2. Tech's multiple admirers
Data Domain (NASDAQ:DDUP) wasn't a familiar name with investors until it received a juicy buyout bid last month. Now the data-backup specialist has quite a few admirers. Watching a pair of heavyweights duke it out with rivaling bids for Data Domain feels a lot like seeing an old Popeye cartoon, as Bluto and the eponymous hero vie for Olive Oyl's affections.

This is an encouraging sign for tech stocks. Even after the past few months of gains, companies are still comfortable serving up premiums for the perfect puzzle pieces. At the very least, it shows that the market's current valuations aren't out of whack, and are perhaps more than fair.

3. Razors, blades, and coffee
Green Mountain Coffee Roasters (NASDAQ:GMCR) is striking a licensing and distribution deal with Conair's Cuisinart, to create a line of Cuisinart-branded single-cup brewers that use Green Mountain's proprietary Keurig K-Cup single-serve portion packs.

For Green Mountain, this is a great deal. The company has sold nearly 1.2 million brewers during the first half of fiscal 2009, but it sells them essentially at cost. The company makes its money on the K-Cup refills. Now that there will be a line of third-party devices as a catalyst for K-Cup consumption, Green Mountain will get to feast on even chunkier margins. It's getting all of the "blades" loving, while outsourcing some of the "razor" production.

Getting someone else to do your grunt work is like having Tom Sawyer get paid to let someone else paint his fence.

4. Baidu dons the white hat
Baidu (NASDAQ:BIDU) can do things the ethically prudent way, too. The leading Chinese search engine is teaming up with broadband TV specialist WOWtv to launch a customized Chinese site for streaming free and legal video content.

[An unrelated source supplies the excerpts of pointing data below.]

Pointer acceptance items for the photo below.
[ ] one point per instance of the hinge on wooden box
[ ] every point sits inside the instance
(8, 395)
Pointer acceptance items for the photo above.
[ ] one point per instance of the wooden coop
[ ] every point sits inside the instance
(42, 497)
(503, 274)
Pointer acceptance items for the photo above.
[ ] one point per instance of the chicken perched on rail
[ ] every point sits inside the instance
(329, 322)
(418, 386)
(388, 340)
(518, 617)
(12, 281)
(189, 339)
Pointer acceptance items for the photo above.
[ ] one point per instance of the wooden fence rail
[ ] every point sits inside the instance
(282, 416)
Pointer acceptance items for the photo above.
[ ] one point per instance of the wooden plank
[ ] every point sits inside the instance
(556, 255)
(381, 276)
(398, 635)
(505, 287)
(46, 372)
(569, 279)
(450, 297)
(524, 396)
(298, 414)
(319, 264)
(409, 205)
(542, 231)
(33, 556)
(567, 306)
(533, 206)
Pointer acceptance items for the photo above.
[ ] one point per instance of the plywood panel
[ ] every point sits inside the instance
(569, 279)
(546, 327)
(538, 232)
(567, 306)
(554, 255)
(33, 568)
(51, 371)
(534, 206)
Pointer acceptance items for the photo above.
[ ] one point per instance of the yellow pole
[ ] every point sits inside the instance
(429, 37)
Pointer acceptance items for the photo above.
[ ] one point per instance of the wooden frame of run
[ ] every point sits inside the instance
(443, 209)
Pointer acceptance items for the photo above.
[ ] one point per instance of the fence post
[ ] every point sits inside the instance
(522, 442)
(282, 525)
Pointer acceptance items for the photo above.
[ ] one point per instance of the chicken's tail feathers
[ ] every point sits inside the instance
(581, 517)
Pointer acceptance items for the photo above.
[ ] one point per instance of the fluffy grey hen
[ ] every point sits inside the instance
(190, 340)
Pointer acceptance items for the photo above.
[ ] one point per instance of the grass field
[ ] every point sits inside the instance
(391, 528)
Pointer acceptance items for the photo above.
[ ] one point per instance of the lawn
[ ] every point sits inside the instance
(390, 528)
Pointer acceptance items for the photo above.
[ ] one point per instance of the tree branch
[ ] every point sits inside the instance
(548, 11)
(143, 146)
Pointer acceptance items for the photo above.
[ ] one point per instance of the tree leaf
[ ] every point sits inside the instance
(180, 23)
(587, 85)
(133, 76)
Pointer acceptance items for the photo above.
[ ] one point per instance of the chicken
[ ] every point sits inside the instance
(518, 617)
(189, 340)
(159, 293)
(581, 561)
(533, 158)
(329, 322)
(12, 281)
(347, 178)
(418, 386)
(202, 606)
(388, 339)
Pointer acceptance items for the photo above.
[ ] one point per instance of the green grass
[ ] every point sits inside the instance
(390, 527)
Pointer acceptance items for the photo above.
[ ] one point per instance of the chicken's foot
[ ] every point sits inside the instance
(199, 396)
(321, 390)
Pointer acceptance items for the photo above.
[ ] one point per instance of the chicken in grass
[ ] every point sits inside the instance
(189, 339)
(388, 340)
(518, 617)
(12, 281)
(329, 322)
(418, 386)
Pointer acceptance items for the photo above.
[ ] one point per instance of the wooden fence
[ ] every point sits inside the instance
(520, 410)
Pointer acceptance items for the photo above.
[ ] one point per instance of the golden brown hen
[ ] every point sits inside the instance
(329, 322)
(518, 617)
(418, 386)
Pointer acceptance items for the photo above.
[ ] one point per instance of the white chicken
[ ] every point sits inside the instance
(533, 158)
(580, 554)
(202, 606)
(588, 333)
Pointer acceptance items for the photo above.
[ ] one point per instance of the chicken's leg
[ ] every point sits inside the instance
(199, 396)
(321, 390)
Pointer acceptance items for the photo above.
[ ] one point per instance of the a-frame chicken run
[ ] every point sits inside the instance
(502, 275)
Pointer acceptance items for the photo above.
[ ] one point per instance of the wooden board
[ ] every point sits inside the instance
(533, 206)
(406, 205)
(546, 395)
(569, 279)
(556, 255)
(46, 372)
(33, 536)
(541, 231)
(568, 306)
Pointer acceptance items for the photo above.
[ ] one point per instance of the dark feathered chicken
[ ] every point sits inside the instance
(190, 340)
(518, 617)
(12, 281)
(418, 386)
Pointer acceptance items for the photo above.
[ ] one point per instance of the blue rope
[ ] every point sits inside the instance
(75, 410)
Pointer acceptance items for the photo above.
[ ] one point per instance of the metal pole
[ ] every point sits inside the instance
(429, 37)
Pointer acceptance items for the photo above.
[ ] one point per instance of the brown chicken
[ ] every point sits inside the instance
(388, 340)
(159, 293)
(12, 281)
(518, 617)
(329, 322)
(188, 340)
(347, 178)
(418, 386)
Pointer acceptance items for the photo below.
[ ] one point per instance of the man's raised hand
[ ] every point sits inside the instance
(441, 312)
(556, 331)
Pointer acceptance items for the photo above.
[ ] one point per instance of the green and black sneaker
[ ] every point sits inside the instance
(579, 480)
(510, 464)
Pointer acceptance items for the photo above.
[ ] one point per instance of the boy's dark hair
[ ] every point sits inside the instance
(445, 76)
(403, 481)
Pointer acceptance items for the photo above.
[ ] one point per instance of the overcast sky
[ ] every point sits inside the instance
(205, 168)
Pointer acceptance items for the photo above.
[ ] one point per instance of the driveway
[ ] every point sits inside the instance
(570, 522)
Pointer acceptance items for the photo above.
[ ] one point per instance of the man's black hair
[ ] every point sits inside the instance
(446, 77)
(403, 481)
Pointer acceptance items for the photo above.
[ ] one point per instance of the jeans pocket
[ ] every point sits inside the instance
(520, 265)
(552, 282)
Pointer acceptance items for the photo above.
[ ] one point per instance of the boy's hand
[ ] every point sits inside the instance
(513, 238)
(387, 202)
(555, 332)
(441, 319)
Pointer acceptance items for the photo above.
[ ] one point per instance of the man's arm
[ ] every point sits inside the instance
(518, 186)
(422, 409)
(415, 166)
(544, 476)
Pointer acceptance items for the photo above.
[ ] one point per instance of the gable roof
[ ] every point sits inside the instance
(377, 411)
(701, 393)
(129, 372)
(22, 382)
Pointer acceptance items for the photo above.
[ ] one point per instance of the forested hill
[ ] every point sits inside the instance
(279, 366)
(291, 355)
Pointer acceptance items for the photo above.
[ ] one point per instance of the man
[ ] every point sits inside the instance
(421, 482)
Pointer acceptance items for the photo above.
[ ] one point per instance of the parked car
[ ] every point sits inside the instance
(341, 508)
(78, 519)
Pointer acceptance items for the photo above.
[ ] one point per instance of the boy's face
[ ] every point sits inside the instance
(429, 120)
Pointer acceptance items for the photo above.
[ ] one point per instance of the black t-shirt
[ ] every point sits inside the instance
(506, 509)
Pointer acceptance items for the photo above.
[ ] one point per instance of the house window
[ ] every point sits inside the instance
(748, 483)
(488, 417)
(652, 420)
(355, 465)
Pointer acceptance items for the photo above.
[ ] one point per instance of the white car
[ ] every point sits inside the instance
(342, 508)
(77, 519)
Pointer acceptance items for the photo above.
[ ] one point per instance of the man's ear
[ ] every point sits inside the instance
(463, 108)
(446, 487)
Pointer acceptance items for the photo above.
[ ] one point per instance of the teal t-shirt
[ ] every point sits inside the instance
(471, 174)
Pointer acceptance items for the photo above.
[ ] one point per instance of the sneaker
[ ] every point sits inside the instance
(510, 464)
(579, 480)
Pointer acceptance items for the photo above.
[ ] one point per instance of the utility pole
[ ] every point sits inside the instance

Baidu has had its brushes with content creators. Music labels have made it an art to sue the company for linking to pirated MP3 tracks. The company has also been taken to task for its sponsor-vetting and search-result integrity. Partnering with a legal broadband video company isn't going to transform the company into the goody-two-shoes of search, but doing so is a welcome addition for a company that can't afford to squander its dominating lead in the world's most populous nation.

5. New respect for Yahoo!
Things are going so well at Yahoo! (NASDAQ:YHOO) that the stock received a Barclays Capital analyst upgrade this week, even though the stock has already nearly doubled off its November lows.

The company's fundamentals haven't necessarily improved, though. The pros still see revenue and earnings declining this year. With a spunky CEO who isn't going to tiptoe past sacred cows in an effort to make the company relevant again -- even if it never catches up to Google (NASDAQ:GOOG) -- Yahoo! can work wonders in attracting new tech stars and retaining the ones worth keeping, as long as it can gain respect and keep its stock moving higher.